= Alan Frank =

English musician (1910–1994)

Alan Clifford Frank (10 October 1910 – 23 June 1994), was a music publisher, clarinetist and composer, who headed the Oxford University Press Music Department between 1954 and 1975. He was married to the composer Phyllis Tate.

Frank grew up in the Brixton area of London. His mother Fanny played the violin and had been taught by Joseph Joachim. Gaining a scholarship to Dulwich College he studied clarinet with Frederick Thurston. In 1927, aged 17, he began working at the music department of Oxford University Press under Hubert Foss. There he met Phyllis Tate. They were married in 1935. They had two children: a son Colin, born in 1940 and a daughter Celia, in 1952.

During the war Frank served as an intelligence officer for the RAF and was posted to Ceylon. After the war he returned to OUP as music editor (1947), becoming head of the Music Department in 1954 (succeeding Norman Peterkin) and remained there until his retirement in 1975. At the OUP offices (at 44 Conduit Street) Frank worked with composers including Ralph Vaughan Williams, William Walton, Alan Rawsthorne and Alun Hoddinott.
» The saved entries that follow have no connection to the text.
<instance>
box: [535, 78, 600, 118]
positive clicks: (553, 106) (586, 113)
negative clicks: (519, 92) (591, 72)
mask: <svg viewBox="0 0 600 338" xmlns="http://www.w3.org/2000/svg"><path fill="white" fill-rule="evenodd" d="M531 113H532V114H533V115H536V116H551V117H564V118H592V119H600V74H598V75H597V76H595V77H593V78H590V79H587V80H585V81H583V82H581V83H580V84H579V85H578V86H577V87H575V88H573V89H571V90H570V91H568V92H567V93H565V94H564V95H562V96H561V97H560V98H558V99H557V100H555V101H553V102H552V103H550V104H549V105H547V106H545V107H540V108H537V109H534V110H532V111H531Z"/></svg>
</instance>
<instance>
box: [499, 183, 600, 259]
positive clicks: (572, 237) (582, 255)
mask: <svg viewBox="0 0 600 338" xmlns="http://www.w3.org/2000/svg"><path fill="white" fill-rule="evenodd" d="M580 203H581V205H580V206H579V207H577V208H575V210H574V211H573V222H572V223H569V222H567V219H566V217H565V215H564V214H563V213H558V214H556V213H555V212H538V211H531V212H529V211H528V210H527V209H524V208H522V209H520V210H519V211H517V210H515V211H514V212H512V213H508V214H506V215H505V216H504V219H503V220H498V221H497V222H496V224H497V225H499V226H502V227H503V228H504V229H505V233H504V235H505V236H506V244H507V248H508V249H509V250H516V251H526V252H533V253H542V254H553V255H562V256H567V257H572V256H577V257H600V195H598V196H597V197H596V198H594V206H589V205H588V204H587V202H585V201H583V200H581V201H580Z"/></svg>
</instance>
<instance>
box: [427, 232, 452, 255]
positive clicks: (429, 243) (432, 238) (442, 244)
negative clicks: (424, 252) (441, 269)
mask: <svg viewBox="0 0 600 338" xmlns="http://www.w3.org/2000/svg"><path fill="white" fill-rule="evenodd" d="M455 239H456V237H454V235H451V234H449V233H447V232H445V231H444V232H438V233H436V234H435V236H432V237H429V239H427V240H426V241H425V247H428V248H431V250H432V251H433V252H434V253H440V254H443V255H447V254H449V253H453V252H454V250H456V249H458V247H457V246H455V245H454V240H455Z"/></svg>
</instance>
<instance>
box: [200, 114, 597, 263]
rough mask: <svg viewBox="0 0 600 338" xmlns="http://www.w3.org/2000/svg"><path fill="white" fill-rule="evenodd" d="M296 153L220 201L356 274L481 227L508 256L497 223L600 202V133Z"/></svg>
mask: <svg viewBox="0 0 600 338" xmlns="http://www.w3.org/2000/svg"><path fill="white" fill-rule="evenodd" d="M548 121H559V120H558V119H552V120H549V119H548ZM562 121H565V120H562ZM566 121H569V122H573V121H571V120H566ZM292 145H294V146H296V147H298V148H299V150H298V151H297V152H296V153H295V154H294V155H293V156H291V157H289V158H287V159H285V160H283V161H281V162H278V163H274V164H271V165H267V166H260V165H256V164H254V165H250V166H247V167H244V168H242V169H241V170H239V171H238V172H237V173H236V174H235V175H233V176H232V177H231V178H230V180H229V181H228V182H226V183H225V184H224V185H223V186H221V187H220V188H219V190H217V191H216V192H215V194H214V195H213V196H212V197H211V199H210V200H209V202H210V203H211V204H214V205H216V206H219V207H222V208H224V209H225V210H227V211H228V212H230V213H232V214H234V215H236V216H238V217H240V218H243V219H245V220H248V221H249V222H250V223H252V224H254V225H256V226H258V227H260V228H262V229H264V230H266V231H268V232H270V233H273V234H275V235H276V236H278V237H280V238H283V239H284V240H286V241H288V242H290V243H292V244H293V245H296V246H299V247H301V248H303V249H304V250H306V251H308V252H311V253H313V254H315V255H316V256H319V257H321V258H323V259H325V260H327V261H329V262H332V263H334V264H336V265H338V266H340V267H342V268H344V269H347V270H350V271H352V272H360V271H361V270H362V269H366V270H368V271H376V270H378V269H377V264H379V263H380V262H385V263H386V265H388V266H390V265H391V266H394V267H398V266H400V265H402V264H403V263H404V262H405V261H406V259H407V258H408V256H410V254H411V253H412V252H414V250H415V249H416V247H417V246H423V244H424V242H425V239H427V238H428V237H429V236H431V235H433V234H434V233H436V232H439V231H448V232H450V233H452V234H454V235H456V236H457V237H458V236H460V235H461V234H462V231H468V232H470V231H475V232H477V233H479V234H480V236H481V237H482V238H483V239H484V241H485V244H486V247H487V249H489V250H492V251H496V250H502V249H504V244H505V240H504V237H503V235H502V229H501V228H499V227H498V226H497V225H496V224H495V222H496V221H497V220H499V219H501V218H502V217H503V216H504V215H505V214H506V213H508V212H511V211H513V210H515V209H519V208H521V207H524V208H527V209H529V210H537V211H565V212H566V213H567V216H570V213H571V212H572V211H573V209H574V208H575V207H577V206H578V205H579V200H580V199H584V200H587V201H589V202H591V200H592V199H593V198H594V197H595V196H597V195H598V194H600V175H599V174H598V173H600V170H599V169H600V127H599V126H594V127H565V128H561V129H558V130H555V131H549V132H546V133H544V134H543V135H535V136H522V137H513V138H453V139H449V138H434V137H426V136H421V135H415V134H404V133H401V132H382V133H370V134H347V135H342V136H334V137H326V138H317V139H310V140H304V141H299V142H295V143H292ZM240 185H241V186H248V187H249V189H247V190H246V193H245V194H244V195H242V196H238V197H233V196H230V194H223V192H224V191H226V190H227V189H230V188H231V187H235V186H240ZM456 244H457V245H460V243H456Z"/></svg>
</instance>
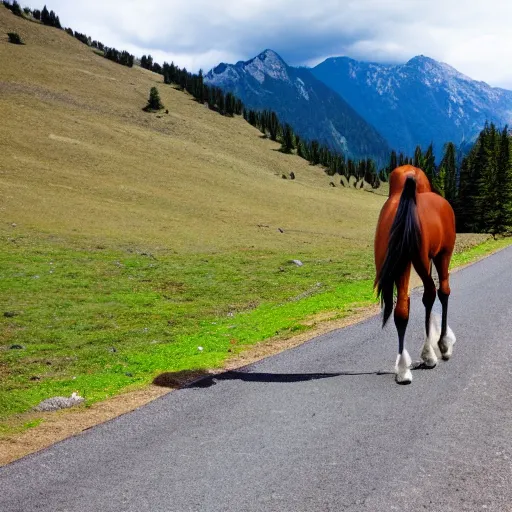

Frank kept up his interest in the clarinet. The Suite for Two Clarinets (1934) is his only composition to have maintained its place in the teaching repertoire. Later in life, in collaboration with his teacher Jack Thurston he wrote The Clarinet: A Comprehensive Method (1966), a book that is also still in use today by students. Frank also collaborated with Thurston's widow, the composer and clarinetist Thea King on arrangements of Schumann and Mendelssohn for clarinet and piano, used as examination material for the Associated Board of Music.

His other publications included The Playing of Chamber Music with violinist and leader of the London Symphony Orchestra George Stratton (1935, 2nd. ed. 1951), and Modern British Composers (1953). He was the editor of the volumes This Year's Work in Music (Longmans, British Council), for 1947-8, 1948-49 and 1950-51.